Europe Is in More Danger Than at Any Time Since the 1930s
blogs.telegraph.co.uk
Something like this could happen again
Ours is a complacent continent. Despite impending events that would have precipitated a revolution in almost any other place at almost any other time in history - either a collapse of the currency or the complete secession of budgetary control to a supra-natural body in the EU - we expect the fabric of European society to endure without major changes. I think we are wrong.
There is a presumption of perpetual peace in Europe which rests in turn on a presumption of the perpetuity of our existing capital structures. Once the latter are undermined, the former is called into question.
The great wars of the secular age have all been fought between ideologies which seek to restructure the relationship between capital and the people. As popular support grows for such plans, Western Europe is entering its most dangerous phase since the 1930s.
As in the early 1930s, the decision on the fate of financial order on the continent rests with debtor countries who admit no guilt for their debt. And, once again, faith is being placed in the treaty system to maintain order. To push the analogy further, I believe that the dominant form of political organisation over the next decade will be nationalism. We are one charismatic leader away from a complete re-ordering of the continent.

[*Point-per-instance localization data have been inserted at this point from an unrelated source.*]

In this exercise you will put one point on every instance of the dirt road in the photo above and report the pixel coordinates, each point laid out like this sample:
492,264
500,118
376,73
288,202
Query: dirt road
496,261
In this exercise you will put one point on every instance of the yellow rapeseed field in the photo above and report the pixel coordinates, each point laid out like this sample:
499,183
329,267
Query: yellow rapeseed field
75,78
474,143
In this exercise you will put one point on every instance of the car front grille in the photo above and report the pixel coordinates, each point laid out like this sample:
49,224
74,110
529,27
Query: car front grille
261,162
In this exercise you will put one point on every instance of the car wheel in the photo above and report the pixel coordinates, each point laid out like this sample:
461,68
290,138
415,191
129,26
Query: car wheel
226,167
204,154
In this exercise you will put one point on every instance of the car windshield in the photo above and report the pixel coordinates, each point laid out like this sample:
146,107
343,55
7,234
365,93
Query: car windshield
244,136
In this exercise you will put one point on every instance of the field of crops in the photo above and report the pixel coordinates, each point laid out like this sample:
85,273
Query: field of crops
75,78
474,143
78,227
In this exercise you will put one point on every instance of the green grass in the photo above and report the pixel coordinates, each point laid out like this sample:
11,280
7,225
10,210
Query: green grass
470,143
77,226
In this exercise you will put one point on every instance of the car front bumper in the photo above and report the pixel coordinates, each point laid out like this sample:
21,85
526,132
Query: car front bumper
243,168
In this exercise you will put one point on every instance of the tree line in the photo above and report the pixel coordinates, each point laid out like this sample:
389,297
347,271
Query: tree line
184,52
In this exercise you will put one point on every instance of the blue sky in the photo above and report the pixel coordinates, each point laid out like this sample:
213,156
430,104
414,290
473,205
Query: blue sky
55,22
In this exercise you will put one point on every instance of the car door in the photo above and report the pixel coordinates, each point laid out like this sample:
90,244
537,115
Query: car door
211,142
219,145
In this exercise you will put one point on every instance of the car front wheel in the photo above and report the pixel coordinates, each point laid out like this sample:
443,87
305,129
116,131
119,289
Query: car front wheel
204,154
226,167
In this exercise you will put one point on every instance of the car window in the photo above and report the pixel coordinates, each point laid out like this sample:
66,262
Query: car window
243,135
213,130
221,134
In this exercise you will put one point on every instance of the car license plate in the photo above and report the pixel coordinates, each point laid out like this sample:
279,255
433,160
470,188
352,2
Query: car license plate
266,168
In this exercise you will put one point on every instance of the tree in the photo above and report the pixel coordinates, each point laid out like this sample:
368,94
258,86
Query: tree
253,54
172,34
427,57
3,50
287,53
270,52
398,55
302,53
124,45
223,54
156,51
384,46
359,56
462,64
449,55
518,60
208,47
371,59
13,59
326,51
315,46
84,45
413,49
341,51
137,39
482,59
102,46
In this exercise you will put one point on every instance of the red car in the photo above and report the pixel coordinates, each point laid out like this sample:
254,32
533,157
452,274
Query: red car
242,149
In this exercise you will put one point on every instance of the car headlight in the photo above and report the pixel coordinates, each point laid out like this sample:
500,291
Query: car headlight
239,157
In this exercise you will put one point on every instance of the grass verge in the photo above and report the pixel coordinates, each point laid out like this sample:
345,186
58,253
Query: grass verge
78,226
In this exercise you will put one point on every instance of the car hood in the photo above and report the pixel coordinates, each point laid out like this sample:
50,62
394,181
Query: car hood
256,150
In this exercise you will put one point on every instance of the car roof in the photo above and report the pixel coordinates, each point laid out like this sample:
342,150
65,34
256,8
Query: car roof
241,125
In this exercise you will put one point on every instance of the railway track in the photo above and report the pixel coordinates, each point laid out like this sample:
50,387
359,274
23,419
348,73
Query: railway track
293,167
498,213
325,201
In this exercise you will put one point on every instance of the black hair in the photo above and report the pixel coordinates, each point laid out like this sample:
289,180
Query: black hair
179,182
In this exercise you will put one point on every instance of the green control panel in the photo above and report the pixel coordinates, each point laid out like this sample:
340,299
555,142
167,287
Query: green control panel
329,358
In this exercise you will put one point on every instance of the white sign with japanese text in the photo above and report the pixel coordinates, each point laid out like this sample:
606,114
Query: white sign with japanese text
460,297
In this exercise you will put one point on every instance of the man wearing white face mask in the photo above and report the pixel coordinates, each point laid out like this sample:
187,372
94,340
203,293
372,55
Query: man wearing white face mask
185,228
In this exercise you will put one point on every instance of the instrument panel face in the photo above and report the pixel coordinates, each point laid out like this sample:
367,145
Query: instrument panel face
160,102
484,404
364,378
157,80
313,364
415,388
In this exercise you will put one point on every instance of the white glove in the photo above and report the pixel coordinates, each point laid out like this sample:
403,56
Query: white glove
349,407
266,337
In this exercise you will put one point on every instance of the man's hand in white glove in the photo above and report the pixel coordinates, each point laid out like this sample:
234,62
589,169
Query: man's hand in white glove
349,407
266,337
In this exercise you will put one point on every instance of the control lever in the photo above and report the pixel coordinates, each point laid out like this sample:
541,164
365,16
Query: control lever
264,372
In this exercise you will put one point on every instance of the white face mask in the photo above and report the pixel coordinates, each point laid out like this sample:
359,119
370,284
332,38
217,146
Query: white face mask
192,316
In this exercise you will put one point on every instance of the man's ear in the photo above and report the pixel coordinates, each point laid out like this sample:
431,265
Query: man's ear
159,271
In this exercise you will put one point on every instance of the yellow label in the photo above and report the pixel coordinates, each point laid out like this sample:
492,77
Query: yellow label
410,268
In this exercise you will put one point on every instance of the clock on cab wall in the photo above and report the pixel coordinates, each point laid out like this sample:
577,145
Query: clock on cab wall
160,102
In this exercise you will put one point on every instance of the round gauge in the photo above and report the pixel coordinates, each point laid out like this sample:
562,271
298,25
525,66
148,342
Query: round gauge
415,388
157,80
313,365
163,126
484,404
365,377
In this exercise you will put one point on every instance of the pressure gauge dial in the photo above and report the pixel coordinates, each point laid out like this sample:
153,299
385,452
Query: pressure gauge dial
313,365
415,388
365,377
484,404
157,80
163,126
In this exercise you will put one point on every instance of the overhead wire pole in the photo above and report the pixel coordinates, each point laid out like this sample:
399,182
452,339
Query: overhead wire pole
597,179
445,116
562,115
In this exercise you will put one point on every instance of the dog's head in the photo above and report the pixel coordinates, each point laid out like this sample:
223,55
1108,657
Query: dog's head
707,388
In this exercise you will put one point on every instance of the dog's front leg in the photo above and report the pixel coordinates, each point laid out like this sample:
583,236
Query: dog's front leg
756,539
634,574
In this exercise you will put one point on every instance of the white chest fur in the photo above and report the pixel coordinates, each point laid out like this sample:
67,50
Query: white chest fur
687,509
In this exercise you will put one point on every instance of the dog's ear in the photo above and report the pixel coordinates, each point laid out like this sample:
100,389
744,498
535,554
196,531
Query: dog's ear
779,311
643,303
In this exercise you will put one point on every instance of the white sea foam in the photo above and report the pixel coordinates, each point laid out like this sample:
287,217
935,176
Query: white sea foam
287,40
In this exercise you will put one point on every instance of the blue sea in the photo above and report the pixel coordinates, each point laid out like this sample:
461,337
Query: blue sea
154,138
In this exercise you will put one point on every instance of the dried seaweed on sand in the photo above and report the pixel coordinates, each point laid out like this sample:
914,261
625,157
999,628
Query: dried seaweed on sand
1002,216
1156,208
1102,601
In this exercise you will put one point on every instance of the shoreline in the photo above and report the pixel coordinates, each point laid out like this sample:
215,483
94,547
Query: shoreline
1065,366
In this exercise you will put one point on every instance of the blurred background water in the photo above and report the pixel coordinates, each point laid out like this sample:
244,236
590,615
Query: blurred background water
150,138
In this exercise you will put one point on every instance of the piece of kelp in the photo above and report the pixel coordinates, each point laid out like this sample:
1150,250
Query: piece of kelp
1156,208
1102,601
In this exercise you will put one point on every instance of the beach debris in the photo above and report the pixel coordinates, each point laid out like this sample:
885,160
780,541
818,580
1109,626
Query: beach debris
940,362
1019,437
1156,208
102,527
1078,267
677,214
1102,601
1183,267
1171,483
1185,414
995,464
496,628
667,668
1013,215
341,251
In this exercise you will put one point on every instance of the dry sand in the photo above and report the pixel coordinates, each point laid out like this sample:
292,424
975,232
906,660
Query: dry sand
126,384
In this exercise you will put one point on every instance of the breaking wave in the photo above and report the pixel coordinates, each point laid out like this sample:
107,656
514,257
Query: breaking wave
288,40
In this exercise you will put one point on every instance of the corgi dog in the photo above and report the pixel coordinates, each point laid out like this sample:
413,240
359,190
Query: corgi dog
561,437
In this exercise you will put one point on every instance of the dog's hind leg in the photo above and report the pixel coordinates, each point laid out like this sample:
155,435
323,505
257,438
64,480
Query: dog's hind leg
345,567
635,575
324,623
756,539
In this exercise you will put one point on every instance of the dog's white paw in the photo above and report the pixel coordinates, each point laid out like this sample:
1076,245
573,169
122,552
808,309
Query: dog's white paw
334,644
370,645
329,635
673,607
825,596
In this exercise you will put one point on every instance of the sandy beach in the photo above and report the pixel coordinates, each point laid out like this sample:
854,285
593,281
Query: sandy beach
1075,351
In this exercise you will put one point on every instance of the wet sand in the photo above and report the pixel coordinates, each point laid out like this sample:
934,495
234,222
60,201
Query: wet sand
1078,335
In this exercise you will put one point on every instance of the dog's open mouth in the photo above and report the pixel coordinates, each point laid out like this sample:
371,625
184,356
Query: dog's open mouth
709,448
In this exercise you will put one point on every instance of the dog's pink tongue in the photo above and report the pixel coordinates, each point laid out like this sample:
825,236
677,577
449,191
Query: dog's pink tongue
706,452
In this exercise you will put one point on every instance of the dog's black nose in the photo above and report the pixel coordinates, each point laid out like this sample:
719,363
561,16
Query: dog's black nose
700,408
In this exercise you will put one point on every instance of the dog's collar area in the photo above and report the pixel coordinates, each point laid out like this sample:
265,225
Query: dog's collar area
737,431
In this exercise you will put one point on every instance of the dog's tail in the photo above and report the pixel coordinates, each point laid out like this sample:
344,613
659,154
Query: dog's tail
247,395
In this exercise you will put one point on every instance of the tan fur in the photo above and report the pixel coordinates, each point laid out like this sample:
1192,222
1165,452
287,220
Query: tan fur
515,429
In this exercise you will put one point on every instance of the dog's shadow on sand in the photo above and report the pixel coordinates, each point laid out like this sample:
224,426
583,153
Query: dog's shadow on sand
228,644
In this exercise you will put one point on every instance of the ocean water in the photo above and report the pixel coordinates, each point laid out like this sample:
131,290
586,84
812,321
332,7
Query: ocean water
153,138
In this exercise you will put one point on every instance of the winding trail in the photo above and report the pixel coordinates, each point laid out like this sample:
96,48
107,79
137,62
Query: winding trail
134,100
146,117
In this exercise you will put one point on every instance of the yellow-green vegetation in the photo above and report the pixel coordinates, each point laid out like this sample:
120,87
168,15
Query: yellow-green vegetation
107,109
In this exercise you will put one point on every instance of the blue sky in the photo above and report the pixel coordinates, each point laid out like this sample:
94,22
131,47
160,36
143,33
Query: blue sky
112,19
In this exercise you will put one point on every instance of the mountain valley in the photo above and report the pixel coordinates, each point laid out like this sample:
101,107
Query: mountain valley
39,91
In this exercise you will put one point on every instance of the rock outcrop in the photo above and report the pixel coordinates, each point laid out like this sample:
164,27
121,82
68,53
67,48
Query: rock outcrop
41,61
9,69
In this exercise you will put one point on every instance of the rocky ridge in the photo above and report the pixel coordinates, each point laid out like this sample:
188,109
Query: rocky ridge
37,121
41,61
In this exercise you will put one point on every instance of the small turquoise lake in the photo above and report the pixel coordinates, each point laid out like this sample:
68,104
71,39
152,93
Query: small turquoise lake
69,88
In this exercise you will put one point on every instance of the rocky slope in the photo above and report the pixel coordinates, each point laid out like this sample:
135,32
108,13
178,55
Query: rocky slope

The problem with reparations, halted under the Nazi Party in 1933, was not that the Germans were unable to pay a debt which amounted to 83pc of GDP in 1923: on the contrary, they were (I recommend AJP Taylor’s Origins of the Second World War on this point). Instead, it was that neither Germany nor pre-Anschluss Austria recognised the “war guilt” clause in the Treaty of Versailles which justified such payments.
Not only did the debtors believe the debts unjust, so did the creditors. Sophisticated opinion in Britain, shared by Cabinet ministers and Keynes, held that the peace terms were unduly harsh on the Germans and would cause unnecessary deprivation. This combination of stubbornness and sympathy ensured that when debts eventually went unpaid, no nation intervened to support the existing financial system.